I’m not going to lie; I’ve always had a bit of a soft spot for the Halo franchise. When I was in grad school I would treat my brain to a study reprieve with one of the Halo novels. For the better part of a year my gaming group spent a few hours each Wednesday night playing Halo Reach. While Microsoft’s “everything that is old is new again” approach to reselling Halo and Halo 2 as HD remakes left a foul taste in my mouth, it wasn’t enough to sour me on the world of the Master Chief. And then I watched the first episode of 343 Industries’ pre-Halo 4 promotional web series, Forward Unto Dawn. Rarely has something, which on a conceptual level I know I should enjoy, moved me to disgust so quickly.
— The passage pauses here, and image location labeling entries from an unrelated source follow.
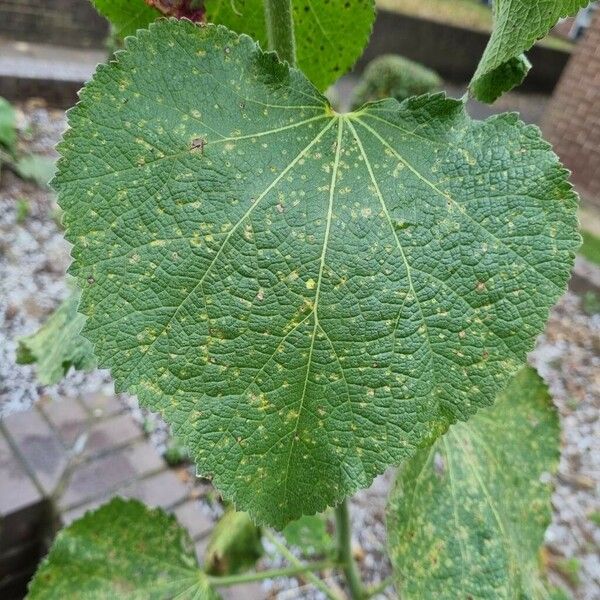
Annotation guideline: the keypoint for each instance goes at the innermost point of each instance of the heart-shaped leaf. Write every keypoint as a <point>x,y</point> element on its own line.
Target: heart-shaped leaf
<point>330,34</point>
<point>518,24</point>
<point>467,517</point>
<point>306,297</point>
<point>121,550</point>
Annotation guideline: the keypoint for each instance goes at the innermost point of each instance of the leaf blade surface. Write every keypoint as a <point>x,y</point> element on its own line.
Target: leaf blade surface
<point>123,549</point>
<point>468,516</point>
<point>323,52</point>
<point>306,297</point>
<point>518,24</point>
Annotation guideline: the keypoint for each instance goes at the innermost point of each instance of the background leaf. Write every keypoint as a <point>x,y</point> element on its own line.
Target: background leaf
<point>330,35</point>
<point>306,297</point>
<point>467,517</point>
<point>58,345</point>
<point>234,545</point>
<point>518,24</point>
<point>121,550</point>
<point>127,16</point>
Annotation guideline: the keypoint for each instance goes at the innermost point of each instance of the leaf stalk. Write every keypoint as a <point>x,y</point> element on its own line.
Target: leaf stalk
<point>228,580</point>
<point>343,530</point>
<point>280,29</point>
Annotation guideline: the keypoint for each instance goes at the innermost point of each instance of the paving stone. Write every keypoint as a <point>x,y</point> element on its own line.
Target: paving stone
<point>163,489</point>
<point>20,558</point>
<point>66,518</point>
<point>193,519</point>
<point>248,591</point>
<point>67,416</point>
<point>99,477</point>
<point>18,490</point>
<point>111,433</point>
<point>102,405</point>
<point>40,447</point>
<point>23,510</point>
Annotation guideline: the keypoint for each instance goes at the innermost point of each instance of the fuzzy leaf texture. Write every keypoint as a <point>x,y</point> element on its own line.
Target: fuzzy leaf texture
<point>466,518</point>
<point>58,345</point>
<point>306,297</point>
<point>518,24</point>
<point>121,550</point>
<point>127,16</point>
<point>330,35</point>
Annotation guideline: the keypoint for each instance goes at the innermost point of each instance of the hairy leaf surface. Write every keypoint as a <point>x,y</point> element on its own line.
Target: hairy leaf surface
<point>122,550</point>
<point>127,16</point>
<point>58,345</point>
<point>518,24</point>
<point>467,517</point>
<point>330,35</point>
<point>306,297</point>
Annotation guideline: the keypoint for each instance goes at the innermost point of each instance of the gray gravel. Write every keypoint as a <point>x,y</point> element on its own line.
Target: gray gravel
<point>34,257</point>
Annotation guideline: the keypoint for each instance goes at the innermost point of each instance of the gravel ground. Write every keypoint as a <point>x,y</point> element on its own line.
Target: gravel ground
<point>34,257</point>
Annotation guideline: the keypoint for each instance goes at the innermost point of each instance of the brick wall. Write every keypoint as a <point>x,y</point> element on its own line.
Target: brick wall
<point>572,120</point>
<point>65,22</point>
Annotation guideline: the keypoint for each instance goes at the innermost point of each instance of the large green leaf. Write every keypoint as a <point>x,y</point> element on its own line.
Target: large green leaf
<point>58,345</point>
<point>306,297</point>
<point>121,550</point>
<point>127,16</point>
<point>330,35</point>
<point>517,26</point>
<point>467,517</point>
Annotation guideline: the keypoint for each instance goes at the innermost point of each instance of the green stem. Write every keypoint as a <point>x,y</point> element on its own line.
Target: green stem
<point>343,532</point>
<point>379,587</point>
<point>280,29</point>
<point>318,583</point>
<point>228,580</point>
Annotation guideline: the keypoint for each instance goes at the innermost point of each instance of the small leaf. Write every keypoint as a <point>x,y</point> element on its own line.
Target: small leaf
<point>127,16</point>
<point>467,517</point>
<point>518,24</point>
<point>58,345</point>
<point>306,297</point>
<point>234,546</point>
<point>394,76</point>
<point>121,550</point>
<point>309,533</point>
<point>36,167</point>
<point>330,34</point>
<point>489,87</point>
<point>8,125</point>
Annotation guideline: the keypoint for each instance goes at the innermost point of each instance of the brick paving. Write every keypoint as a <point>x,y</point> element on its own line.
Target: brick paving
<point>63,458</point>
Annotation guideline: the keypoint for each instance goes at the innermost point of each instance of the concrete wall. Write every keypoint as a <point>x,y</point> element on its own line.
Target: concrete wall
<point>572,120</point>
<point>64,22</point>
<point>453,51</point>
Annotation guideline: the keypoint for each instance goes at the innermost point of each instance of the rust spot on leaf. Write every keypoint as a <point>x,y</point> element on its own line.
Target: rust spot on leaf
<point>198,144</point>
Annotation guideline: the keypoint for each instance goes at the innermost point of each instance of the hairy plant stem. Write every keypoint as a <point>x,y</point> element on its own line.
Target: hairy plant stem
<point>343,532</point>
<point>280,29</point>
<point>318,583</point>
<point>379,587</point>
<point>227,580</point>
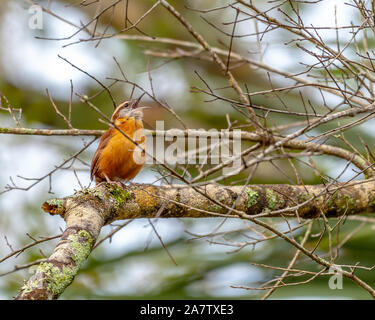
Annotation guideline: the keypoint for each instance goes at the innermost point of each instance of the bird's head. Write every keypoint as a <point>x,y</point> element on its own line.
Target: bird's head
<point>129,109</point>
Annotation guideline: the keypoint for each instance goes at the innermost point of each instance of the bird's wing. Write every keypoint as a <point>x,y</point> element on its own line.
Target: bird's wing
<point>102,144</point>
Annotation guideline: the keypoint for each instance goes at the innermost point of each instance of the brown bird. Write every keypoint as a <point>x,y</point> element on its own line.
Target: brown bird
<point>117,157</point>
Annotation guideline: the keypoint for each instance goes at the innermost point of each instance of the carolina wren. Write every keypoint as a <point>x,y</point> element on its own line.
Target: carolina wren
<point>117,157</point>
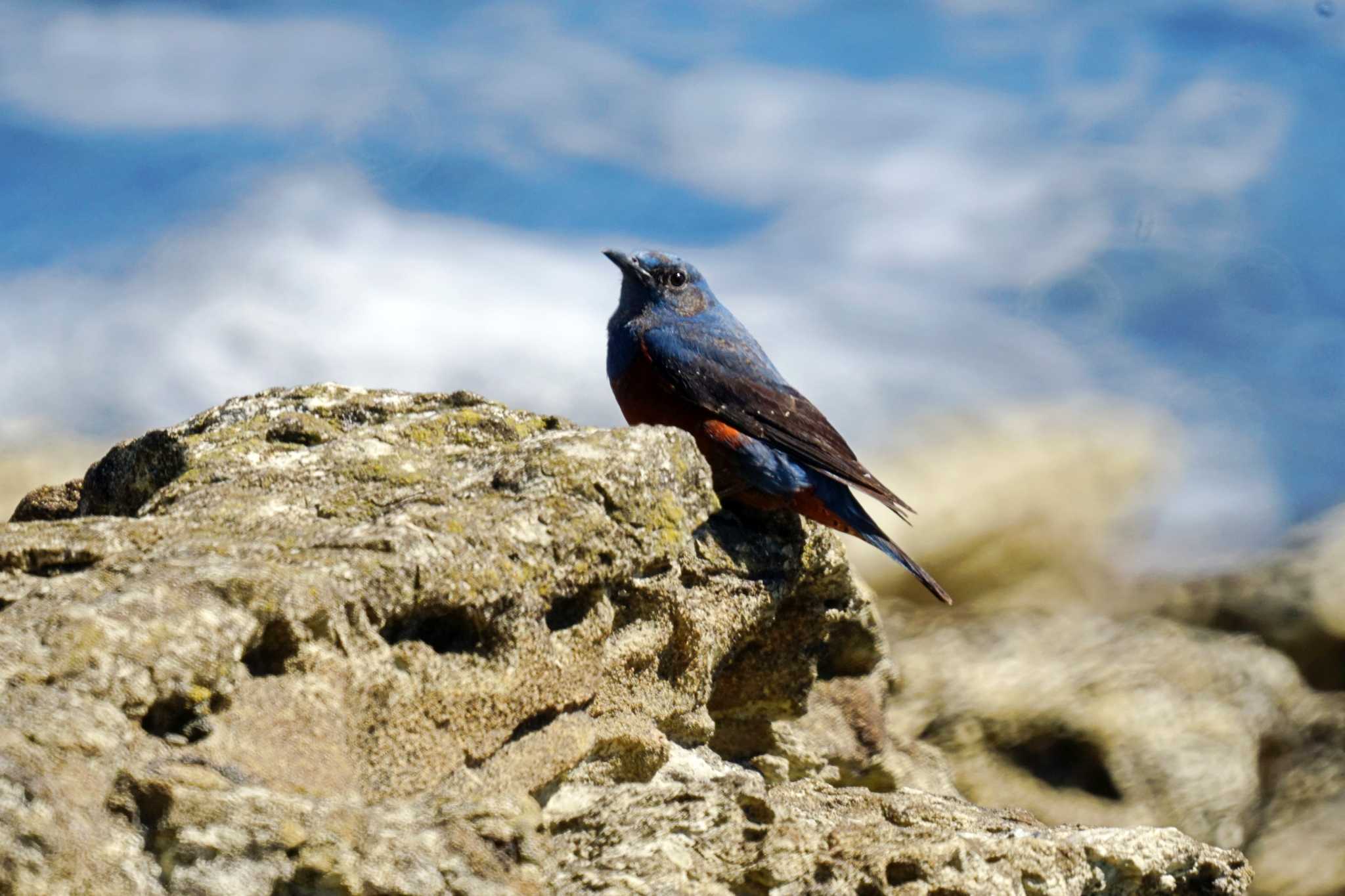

Believe it or not, the fundamental problem in Halo’s mythology has nothing to do with a slightly silly narrative of aliens fighting against humans. Thanks to Forward Unto Dawn, the now inescapable problem connects to the less than noble origins of the game’s hero. The United Nations Space Command’s “Spartan II” project was designed to create a Special Forces soldier who would be capable of covert operations against the political dissidents opposed to the UNSC’s dominion over colonized space. Had the Covenant, an alliance of alien races intent on evil for the sake of evil, not invaded UNSC space, the Chief would have earned his stripes crushing rebellions in the name of his hegemonic empire. Rather than skirting around this issue, Forward Unto Dawn celebrates it.
Don’t get me wrong, I wouldn’t mind seeing a bit more moral ambiguity tossed into the Halo universe. Yet Forward Unto Dawn goes about it in the exact wrong way. Set at an elite UNSC military academy, the series follows a cadet squad and their resident malcontent Thomas Lasky (Tom Green – no not that Tom Green). Unlike most other Cadets, who believe the ‘Innies (short hand for Insurrectionist) are blood thirsty murderers intent on ruining civilization, Lasky dares to ask if there isn’t a smarter way to prosecute a war against what he sees as “a bunch of overly taxed farmers.”
I might be inclined to buy into the narrative Forward Unto Dawn is putting out there were it not for the fact that it presumes to have teenagers espousing tactical dogma. Moreover, the dialogue powering Lasky’s third-way philosophy and the other cadets’ devotion to policy sounds like it’s drawn from the big book of war movie clichés. If that wasn’t bad enough, the acting is about as forced and unnatural as can be. There’s no better example of this shameless scenery chewing than in Enisha Brewster as senior cadet April Orenski. I don’t know if we should blame the writer, director, or actor for Orenski’s laughably miserable attempt at channeling a gruff gunnery sergeant.
It’s as if the writers sought to combine the worst elements of Dawson’s Creek and Ender’s Game within the Halo mythos. Forward unto angst filled child soldiers revelling in their collective hubris. Clearly nobody informed Hastati Squad that within the Roman Legion, the Hastati were inexperienced and poorly equipped canon fodder; would that these characters die as quickly as their namesakes, I would be a happy critic.
Despite this, Forward Unto Dawn’s crucial failure remains the shameless subversion of the game’s “the UNSC are the good guys” conceit. Watching the unthinking cadet corps, who are a stone’s throw away from jack boots and Roman salutes, in action has made me finally accept the fact that I’ve spent countless hours in the service of an agency akin to the Galactic Empire of Star Wars, the Alliance of Firefly, or the Terran Federation of Blake’s 7.
Moreover, the episode’s emphasis on a cadre of cadets makes me think that 343i and Microsoft are abandoning the 20 and 30-something demographic that made Halo a pop-culture touchstone in favour of younger gamers. Granted it has only been one episode, but the “next time on Forward Unto Dawn” trailer strongly implies this will be a series for the kiddies. I still hold out some hope on the plot returning to old Lasky as he finds the Chief and Cortana drifting through space. Realistically, I’ll bet old Lasky pulls the Chief out of cryo as an epilogue to the series and a “hey kids, go buy Halo 4 to find out what happens next” gimmick.
As a web series, Forward Unto Dawn is tedious and derivative. I can think of at least half a dozen other web productions more worthy of audience attention. As a promotional piece for Halo 4, Forward Unto Dawn is just downright embarrassing. Any two minute segment from Halo 3’s “Believe in a Hero” or “Museum of Humanity” ad campaign would upstage all twenty minutes of Forward Unto Dawn’s maudlin claptrap. Were it possible, I would teabag this web series like a fallen foe in a Halo death match.